CLEARWATER – Clearwater city leaders updated their project wish list for the next round of Penny for Pinellas funding, which is scheduled to be voted on for renewal later this year, and approved a resolution of support for the 10-year, 1 percent tax levy.
Clearwater is one of 17 municipalities in the county that has depended on the tax to pay for capital projects, such as infrastructure, including bridges and roadwork, trails and parks, for the last 30 years.
The tax is paid for by residents, seasonal tenants and tourists and is not collected on essential items such as groceries and medications.
The city’s wish list for the next round of funding includes utility infrastructure updates, athletic fields and facilities upgrades, the implementation of the city’s waterfront master plan, acquisition of fire and police vehicles and public safety equipment, upgrades to police district III, neighborhood and community parks, bicycle paths and recreation trails and the beach marina, as well as construction of a public works complex, new City Hall and a downtown parking garage.
The total price tag for the proposed list comes just short of $140 million.
Council member Bill Jonson was initially disinclined to lend his support to the project list during the June 13 meeting, citing a lack of funding specifically dedicated to low-income areas of the city and older neighborhoods.

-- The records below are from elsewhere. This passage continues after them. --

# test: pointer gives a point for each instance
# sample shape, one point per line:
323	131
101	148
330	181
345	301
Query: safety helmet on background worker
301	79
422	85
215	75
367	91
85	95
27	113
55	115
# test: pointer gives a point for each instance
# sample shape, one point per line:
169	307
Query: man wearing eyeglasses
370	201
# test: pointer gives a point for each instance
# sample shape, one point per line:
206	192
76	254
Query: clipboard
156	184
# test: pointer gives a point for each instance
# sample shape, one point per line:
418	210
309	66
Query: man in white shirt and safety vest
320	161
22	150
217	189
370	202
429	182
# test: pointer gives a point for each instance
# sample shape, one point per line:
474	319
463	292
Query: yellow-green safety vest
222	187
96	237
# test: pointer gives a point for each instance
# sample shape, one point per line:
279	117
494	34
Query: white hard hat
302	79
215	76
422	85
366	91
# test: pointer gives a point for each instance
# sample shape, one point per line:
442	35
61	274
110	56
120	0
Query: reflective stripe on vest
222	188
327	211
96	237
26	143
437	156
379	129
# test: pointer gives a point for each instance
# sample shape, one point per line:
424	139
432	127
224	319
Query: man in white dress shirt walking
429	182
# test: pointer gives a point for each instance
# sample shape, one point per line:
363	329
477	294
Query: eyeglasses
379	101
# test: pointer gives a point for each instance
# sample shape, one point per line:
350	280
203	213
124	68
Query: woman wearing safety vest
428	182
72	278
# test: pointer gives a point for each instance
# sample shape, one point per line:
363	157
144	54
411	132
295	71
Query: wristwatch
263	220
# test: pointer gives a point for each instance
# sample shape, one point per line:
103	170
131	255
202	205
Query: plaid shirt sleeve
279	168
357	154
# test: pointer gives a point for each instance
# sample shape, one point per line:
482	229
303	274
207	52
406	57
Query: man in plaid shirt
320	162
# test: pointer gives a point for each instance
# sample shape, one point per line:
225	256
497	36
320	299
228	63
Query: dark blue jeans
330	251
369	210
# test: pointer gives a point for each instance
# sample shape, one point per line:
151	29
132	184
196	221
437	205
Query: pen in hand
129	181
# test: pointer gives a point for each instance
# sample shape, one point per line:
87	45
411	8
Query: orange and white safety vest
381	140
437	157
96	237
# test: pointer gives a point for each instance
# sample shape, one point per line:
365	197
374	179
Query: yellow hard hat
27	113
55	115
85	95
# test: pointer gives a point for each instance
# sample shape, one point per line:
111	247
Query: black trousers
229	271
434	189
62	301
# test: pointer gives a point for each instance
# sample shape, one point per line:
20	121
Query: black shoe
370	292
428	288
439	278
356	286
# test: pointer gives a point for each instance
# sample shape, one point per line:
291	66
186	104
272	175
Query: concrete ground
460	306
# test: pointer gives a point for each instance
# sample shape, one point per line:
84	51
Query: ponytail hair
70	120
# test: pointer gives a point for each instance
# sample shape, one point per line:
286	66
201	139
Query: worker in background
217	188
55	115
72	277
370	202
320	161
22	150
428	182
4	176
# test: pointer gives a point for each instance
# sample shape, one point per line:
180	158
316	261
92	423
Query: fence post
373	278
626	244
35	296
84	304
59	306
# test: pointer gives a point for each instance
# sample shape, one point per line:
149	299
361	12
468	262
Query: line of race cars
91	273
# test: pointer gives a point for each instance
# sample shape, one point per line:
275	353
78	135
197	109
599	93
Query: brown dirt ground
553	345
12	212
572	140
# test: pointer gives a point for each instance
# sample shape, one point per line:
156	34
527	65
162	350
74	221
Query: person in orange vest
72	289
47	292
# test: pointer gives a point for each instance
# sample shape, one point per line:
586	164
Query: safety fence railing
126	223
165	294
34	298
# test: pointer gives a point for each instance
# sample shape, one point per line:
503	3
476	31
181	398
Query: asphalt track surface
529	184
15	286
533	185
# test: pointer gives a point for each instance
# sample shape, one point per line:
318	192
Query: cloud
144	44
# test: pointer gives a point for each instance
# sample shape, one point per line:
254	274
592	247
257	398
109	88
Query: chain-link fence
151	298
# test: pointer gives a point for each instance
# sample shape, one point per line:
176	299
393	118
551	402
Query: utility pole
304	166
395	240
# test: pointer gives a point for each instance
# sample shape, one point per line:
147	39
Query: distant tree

“I think this Penny for Pinellas extension would be far stronger if it included an investment in neighborhoods, especially our neighborhoods that have been around for awhile,” Jonson said. “I think we are missing an opportunity and for that reason, I will be voting no for this agenda item.”
Clearwater Mayor George Cretekos was quick to address his colleague’s decision.
“It’s going to be unfortunate that we’ve got to go out now to the public to ask them to approve Penny for Pinellas and we’re not going to be able to speak as a unanimous voice,” Cretekos said. “You’re putting all of us in a very awkward position.”
Jonson said that he did support Penny for Pinellas, but wasn’t completely on board with the city’s project list.
“I’m saying that we have an opportunity to make investments in our neighborhoods, to make them more attractive to new citizens to the area,” Jonson said. “It’s an opportunity I think we are missing.”
Cretekos reiterated his fear that not being able to move forward as a unanimous voice on the issue might hinder its approval by voters in November.
Ultimately, Jonson conceded the mayor’s point and changed his vote to one of support for the list and resolution.